I have seen you, truly seen you, not as the things that happened to you, but as yourself.

And I have loved every piece of you. Every part that shattered, every part you stitched back together.

Because you are not weak. You are not lost. You held it together, even when you were close to falling apart.

“You’ve been so afraid of breaking again that you don’t even see that you’ve already survived it.

You’re whole. It’s me that’s fragmented.

And you’re the only one who’s ever made me feel anything close to intact again.

I truly meant it when I said I couldn’t understand how you resisted Torhiel’s call this long.

Your first mortal bargain was a death bargain and you didn’t falter.

Not once. You are terrifying. And brilliant.

And unlike anyone I’ve ever met. You’re one of the strongest demigods I’ve ever seen, maybe the strongest Wrath has ever created. ”

Raithe’s voice cracked. “So tell me, how could I resist wanting you to become mine? You will always be enough for me, Odessa. You always have been. ”

My tears wouldn’t stop. They weren’t tears of Wrath, they were mine.

Tears from years of aching and emptiness.

Tears from carrying the weight of powerlessness, of responsibility, of expectations I never asked for.

I had only been a girl when it all began.

And I couldn’t help but wonder, if I hadn’t been filled with so much darkness, could I have become something else? Something softer. Something lovely.

With Raithe, I never had to pretend. He didn’t try to fix me or reach for something I couldn’t give. He took what I offered and held it gently. He believed in me when I couldn’t believe in myself. And still, he waited for me.

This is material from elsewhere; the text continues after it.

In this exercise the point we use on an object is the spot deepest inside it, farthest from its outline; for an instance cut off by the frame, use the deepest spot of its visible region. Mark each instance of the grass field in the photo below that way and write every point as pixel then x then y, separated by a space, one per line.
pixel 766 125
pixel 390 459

He always would.

I met his golden gaze through the blur of my tears, lips trembling as I tried to speak. But I didn’t have to. Raithe already knew, he always knew. I never needed to explain anything.

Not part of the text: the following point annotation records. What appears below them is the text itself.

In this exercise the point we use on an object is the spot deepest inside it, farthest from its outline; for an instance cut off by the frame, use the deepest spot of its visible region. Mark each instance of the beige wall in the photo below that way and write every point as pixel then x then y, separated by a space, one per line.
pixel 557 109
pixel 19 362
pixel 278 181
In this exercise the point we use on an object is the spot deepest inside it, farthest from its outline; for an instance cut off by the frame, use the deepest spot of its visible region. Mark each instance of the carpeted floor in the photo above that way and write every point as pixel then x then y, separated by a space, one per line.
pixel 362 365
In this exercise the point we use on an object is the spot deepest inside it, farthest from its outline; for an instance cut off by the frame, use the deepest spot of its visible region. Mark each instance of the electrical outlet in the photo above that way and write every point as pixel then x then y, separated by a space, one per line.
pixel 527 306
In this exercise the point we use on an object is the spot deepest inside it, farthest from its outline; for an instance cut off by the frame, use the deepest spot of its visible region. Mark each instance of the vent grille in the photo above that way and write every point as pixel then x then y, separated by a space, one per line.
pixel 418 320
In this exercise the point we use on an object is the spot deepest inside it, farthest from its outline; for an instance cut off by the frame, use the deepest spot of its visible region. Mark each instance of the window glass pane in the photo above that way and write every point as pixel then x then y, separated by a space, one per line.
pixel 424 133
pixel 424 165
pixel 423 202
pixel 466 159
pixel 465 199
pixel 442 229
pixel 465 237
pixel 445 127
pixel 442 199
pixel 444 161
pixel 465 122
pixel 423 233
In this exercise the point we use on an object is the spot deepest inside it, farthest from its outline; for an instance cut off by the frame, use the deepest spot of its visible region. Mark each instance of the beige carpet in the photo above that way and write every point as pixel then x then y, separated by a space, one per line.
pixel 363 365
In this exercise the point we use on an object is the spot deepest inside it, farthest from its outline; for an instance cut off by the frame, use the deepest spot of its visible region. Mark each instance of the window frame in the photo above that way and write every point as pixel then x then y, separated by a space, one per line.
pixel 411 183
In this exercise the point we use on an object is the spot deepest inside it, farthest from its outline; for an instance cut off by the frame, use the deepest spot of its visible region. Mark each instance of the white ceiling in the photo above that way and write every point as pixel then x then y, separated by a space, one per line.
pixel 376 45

His face folded, crumbling under the weight of it all. “Odessa,” he said, his voice like something breaking open. His arms spread wide for me.

I didn’t think. I just ran to him, crashing into his chest, because I knew he would catch me. He always did. He held me like I mattered, like nothing else in the world existed but keeping me together. I buried myself in him and sobbed.

Raithe wrapped his arms around me, pressed his lips to my hair, and whispered, “My light. My heart. My love.”